It also has an http endpoint to return the accumulated service-graph.
#### Streaming
`graph-builder` accumulates incoming edges in
[ktable](https://kafka.apache.org/0102/javadoc/org/apache/kafka/streams/kstream/KTable.html), using the stream
[table duality concept](https://docs.confluent.io/current/streams/concepts.html#duality-of-streams-and-tables).

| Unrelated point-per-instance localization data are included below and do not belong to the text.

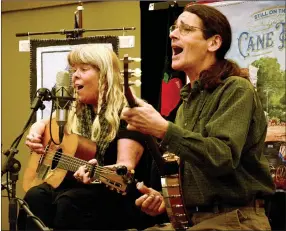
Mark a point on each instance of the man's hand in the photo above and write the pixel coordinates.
(145, 119)
(151, 202)
(35, 137)
(82, 174)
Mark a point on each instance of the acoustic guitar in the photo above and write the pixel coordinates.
(168, 166)
(74, 151)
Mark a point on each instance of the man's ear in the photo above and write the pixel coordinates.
(214, 43)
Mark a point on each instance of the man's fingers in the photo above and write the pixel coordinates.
(155, 203)
(143, 188)
(140, 200)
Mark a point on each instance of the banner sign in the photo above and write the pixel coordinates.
(258, 46)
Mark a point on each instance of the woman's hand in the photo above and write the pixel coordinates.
(152, 202)
(82, 174)
(35, 137)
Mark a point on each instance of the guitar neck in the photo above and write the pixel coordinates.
(72, 164)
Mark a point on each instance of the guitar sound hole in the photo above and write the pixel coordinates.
(56, 158)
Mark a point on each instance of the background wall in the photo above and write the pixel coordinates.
(40, 16)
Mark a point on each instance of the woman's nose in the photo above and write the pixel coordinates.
(174, 34)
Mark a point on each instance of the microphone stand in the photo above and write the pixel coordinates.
(12, 166)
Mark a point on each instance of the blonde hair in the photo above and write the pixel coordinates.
(109, 87)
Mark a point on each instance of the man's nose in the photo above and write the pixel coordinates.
(174, 34)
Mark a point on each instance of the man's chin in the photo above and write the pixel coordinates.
(176, 66)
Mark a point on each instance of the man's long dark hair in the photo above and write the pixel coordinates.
(215, 23)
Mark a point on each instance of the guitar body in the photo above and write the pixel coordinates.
(172, 193)
(168, 166)
(50, 167)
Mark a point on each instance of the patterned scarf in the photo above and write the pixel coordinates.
(86, 118)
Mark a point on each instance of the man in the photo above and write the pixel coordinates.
(218, 133)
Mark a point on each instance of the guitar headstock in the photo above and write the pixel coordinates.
(127, 73)
(118, 178)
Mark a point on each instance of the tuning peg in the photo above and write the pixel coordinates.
(136, 72)
(137, 83)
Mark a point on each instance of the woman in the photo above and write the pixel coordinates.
(95, 115)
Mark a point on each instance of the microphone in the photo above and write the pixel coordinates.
(63, 99)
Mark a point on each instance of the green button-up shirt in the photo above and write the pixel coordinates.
(220, 137)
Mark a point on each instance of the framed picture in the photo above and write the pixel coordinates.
(49, 56)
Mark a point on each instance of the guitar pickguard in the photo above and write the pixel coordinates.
(42, 171)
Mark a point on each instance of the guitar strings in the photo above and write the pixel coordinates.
(66, 160)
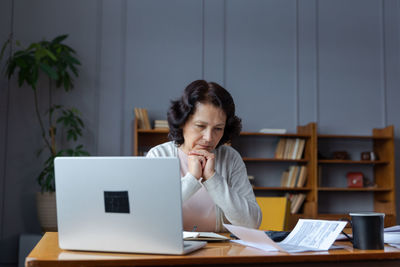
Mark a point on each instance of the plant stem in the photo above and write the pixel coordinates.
(51, 127)
(40, 121)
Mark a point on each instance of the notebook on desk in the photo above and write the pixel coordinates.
(120, 204)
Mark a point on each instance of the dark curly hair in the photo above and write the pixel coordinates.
(204, 92)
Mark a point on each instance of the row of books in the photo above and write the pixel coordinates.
(142, 118)
(296, 201)
(290, 148)
(295, 176)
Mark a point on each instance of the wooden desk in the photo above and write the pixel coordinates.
(47, 253)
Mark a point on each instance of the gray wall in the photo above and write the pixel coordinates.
(335, 62)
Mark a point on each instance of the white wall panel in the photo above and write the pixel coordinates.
(261, 62)
(349, 66)
(163, 54)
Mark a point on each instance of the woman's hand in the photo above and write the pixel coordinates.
(201, 163)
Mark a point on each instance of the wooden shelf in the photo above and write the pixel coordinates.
(346, 189)
(260, 188)
(346, 161)
(154, 131)
(246, 159)
(289, 135)
(361, 137)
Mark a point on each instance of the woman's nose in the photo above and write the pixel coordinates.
(207, 135)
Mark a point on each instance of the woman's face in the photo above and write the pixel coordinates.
(204, 129)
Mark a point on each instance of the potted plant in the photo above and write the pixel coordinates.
(63, 126)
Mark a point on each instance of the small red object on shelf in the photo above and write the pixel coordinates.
(355, 180)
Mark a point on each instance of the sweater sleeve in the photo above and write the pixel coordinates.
(235, 196)
(189, 183)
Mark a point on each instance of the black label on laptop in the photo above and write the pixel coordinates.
(116, 201)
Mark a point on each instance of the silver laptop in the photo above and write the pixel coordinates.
(120, 204)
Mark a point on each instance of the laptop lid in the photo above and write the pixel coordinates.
(119, 204)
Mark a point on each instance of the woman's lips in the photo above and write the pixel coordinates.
(204, 147)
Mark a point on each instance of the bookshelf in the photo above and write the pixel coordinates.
(380, 172)
(316, 191)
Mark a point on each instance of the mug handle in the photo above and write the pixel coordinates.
(346, 235)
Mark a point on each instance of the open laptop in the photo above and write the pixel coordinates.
(120, 204)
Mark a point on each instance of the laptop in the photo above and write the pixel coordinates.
(120, 204)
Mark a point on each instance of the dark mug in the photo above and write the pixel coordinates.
(367, 228)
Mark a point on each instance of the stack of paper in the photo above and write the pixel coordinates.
(203, 236)
(308, 235)
(391, 236)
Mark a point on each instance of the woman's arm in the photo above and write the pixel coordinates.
(189, 183)
(234, 194)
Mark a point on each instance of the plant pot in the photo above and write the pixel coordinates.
(47, 211)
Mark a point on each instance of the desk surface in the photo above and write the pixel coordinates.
(48, 253)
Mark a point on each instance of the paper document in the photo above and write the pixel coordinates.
(308, 235)
(204, 236)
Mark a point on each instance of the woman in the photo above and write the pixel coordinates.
(215, 186)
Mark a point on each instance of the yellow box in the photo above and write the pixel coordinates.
(275, 212)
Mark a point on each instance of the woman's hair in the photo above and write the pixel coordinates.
(203, 92)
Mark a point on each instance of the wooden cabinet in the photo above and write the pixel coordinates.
(257, 150)
(379, 196)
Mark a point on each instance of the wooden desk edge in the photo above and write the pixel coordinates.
(191, 259)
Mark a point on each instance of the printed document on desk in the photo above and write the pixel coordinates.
(308, 235)
(203, 236)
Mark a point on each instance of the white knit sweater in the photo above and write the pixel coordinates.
(229, 187)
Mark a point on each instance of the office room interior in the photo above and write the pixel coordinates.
(285, 62)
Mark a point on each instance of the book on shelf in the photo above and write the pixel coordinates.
(280, 148)
(142, 118)
(296, 201)
(301, 180)
(293, 171)
(290, 148)
(284, 178)
(273, 131)
(161, 124)
(295, 176)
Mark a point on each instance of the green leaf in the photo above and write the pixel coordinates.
(59, 39)
(49, 71)
(51, 55)
(3, 48)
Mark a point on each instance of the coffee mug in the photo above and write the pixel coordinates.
(367, 230)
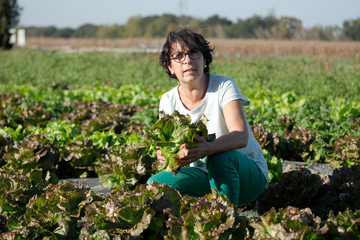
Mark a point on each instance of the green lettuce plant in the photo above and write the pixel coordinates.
(171, 131)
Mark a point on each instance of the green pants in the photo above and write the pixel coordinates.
(230, 172)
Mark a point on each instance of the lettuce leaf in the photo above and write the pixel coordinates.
(171, 131)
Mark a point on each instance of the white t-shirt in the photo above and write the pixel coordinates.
(221, 90)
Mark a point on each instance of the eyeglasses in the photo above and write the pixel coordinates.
(179, 57)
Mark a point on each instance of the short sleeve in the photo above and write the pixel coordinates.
(229, 91)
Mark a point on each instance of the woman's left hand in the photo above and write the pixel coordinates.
(189, 155)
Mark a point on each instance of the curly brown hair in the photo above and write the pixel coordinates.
(187, 39)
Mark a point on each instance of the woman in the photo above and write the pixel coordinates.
(233, 163)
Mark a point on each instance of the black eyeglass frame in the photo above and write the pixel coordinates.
(180, 56)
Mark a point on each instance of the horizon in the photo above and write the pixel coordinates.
(42, 13)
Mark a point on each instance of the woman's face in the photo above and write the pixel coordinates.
(187, 65)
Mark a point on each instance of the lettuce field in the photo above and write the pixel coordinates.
(78, 115)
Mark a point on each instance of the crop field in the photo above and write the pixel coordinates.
(72, 115)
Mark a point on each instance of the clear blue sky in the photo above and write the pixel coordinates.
(74, 13)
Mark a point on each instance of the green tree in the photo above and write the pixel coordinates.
(9, 17)
(86, 31)
(351, 29)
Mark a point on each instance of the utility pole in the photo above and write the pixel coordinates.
(182, 8)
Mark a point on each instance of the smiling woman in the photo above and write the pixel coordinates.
(233, 163)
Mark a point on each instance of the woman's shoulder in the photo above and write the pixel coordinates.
(219, 80)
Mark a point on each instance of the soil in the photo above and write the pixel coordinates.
(319, 168)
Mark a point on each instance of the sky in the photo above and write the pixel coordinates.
(74, 13)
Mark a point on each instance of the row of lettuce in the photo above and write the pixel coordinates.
(290, 127)
(49, 134)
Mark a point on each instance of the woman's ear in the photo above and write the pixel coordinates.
(170, 69)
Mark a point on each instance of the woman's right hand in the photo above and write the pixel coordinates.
(159, 155)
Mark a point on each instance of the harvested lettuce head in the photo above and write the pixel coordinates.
(171, 131)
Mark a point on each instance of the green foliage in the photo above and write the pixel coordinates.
(171, 131)
(351, 29)
(275, 166)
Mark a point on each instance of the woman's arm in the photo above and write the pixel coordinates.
(236, 138)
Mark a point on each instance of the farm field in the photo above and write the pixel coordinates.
(70, 115)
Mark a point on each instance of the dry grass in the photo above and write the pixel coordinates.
(234, 47)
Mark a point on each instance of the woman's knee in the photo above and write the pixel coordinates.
(221, 161)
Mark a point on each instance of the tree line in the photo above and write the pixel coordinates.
(268, 27)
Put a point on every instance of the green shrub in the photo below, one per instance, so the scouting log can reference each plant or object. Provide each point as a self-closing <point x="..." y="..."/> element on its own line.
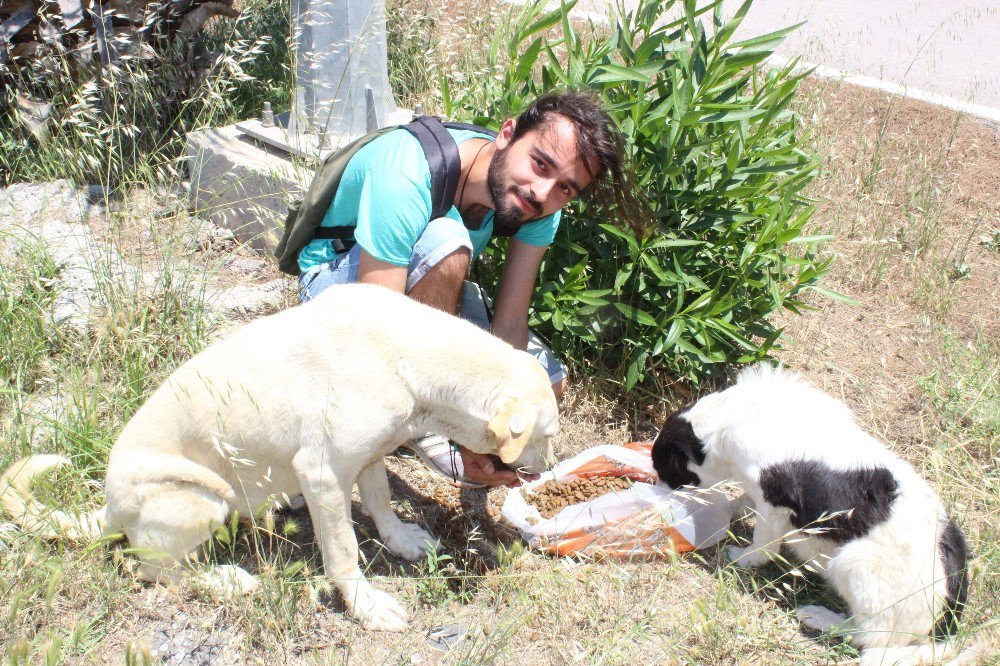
<point x="716" y="154"/>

Each row in the ktable represets one graph edge. Each edge is supplemented with some stats such as running count and
last seen timestamp.
Kafka does take care of persisting and replicating the graph ktable across brokers to have fault tolerance.
#### HTTP API
`graph-builder` also acts as an http api to query the graph ktable, using servlets over embedded jetty for implementing
the endpoints.
[Kafka interactive query](https://kafka.apache.org/10/documentation/streams/developer-guide/interactive-queries.html)
is used for fetching service graphs from local.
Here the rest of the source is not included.